It’s official: there are no ring species

Readers who were taught about ring species as evidence for evolution in high school are due for a surprise: it now appears that there aren’t any, after all. There were only a few alleged cases to begin with, but now, they’ve all been discredited. The last “good example” of a ring species has just been struck off the list, in a new paper by Miguel Alcaide et al. in Nature.
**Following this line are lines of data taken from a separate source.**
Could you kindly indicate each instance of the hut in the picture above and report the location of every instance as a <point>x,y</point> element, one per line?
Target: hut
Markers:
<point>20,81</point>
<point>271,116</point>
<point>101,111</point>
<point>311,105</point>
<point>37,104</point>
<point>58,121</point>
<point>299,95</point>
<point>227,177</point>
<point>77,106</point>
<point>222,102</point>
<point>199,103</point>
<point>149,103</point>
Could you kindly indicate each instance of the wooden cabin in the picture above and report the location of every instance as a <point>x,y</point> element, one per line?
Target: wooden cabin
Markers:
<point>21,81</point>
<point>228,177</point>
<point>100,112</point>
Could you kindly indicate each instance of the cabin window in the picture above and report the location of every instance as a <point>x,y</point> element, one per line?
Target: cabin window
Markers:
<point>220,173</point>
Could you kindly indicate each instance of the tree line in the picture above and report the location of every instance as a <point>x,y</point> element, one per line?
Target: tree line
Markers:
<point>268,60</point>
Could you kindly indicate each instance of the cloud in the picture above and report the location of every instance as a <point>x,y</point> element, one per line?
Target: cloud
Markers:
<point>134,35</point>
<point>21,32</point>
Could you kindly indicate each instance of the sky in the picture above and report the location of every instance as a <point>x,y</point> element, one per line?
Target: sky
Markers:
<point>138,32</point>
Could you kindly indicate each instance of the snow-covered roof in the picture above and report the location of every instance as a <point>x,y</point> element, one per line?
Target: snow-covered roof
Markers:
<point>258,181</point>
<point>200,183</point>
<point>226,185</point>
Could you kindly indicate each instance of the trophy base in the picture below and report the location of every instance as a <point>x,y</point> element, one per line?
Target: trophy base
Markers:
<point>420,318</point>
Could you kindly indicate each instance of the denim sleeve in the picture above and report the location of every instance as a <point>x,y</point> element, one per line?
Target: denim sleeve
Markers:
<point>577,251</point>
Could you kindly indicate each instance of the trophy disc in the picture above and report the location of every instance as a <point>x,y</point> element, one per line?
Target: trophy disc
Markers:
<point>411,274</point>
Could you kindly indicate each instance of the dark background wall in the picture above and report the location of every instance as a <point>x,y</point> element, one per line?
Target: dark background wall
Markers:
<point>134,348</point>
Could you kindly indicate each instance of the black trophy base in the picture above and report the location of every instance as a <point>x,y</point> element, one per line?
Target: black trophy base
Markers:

“What’s a ring species?” I hear some of you ask. In a recent post titled, There are no ring species, which is well worth reading, evolutionary biologist Jerry Coyne describes the process whereby ring species supposedly originate:

There were only a few cases of ring species in Nature to begin with, but as Jerry Coyne acknowledges in his latest post, the last one has now been debunked:

A while back, when I said in the comments of an evolution post that there were no good “ring species,” a few readers asked me what I meant by that. “What about the salamander Ensatina eschscholtzii? Or seagulls in the genus Larus? Aren’t those good ring species?” My answer was that those had been shown not to be ring species in the classic sense, but there was still one species that might be a candidate: the greenish warbler Phylloscopus trochiloides around the Tibetan Plateau.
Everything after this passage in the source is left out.